En este caso también, como en el caso de los desmontes para
soja, lo más barato para un productor irresponsable es prender fuego y hacer
uso de quemas sistemáticas, sin importar las consecuencias.
De este modo, la materia orgánica destinada a conservar el
suelo, al quemarse se transforma en dióxido de carbono y se inyecta a la
atmósfera, siendo este gas uno de los principales gases de efecto invernadero.
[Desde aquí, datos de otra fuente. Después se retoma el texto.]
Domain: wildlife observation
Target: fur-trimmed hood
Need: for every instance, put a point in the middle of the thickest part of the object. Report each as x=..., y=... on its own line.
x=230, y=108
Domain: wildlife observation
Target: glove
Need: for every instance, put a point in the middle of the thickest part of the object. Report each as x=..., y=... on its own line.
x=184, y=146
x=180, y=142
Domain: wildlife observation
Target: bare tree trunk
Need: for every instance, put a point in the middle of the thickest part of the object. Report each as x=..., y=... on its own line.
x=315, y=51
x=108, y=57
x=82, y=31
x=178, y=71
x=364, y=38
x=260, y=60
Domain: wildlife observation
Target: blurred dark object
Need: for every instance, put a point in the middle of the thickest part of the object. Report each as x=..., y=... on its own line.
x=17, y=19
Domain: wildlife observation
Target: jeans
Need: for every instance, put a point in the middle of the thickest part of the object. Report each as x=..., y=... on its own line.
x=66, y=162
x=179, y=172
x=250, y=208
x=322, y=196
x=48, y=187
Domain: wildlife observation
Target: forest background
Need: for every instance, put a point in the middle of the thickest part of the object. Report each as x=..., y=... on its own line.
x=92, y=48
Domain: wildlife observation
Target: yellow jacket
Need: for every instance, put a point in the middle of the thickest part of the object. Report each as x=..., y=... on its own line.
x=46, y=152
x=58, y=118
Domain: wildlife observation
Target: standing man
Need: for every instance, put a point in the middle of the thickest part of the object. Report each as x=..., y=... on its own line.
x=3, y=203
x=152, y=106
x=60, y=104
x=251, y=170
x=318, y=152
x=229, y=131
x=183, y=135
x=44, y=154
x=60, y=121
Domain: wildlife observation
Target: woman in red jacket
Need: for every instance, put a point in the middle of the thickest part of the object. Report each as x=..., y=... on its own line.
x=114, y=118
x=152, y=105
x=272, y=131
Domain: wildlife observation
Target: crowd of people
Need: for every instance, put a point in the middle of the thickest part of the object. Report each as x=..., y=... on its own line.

Es un desastre por donde se lo mire. Si las generaciones futuras tuvieran voz
estarían diciendo que esto es de una atrocidad, un egoísmo o una ignorancia sin
límites.
El humo y los problemas de salud derivados de la
contaminación del aire, son otras de las consecuencias largamente denunciadas
por organizaciones como el Taller Ecologista de Rosario desde 2004, cuando en
la temporada seca el humo de los incendios intencionales en las islas
entrerrianas, empujados por el viento del este hizo sentir sus efectos en la
ciudad.
Ahora Buenos Aires
Ahora lo que vemos es lo mismo, pero esta vez sobre Buenos
Aires y con un cambio de escala de características espectaculares, sólo si
consideramos que se han detectado unos 300 incendios intencionales en los
últimos días en las islas cercanas.
Es inconcebible escuchar que la culpa de lo que vivimos es
del viento, o que el problema es que las quemas “escaparon de control”. La
causa real es la magnitud de los cambios, la falta de planes de manejo
agropecuario sustentable y la carencia de una mayor capacitación y
concienciación de los productores.
Yendo un poco más allá, hay una necesidad imperiosa de que
No se trata de un discurso contra la ganadería, pero tampoco
es posible que los ciudadanos y el Estado sigamos pagando los costos de los
impactos económicos, sanitarios, sociales y ambientales de actividades
productivas que necesitan -insistimos- de un urgente ordenamiento y control.
Las cuentas completas
Además de las pérdidas de vidas humanas y haciendo un
balance estrictamente económico, nuevamente es necesario hacer "las
cuentas completas" de los costos que se están transfiriendo a la sociedad
y a otras actividades económicas: sólo hablando de transportes de cargas
detenidos, pérdida de horas laborales, trastornos en la actividad industrial,
movilización de fondos y equipos del Estado para atender a la emergencia y
gastos hospitalarios. La degradación de los humedales, la pérdida de
biodiversidad y la erosión de un patrimonio natural que tiene un enorme
potencial para el desarrollo de actividades como el turismo, por sólo citar una
de ellas, son otros tantos costos a incluir en el balance.
Tampoco es posible olvidar que las islas y humedales del Paraná cumplen funcionen absolutamente irreemplazables como mitigar las inundaciones y sequías, regular el clima, purificar el agua, recargar los acuíferos y alimentar los ciclos de reproducción y desarrollos de la pesquería fluvial más importante del país, entre otras.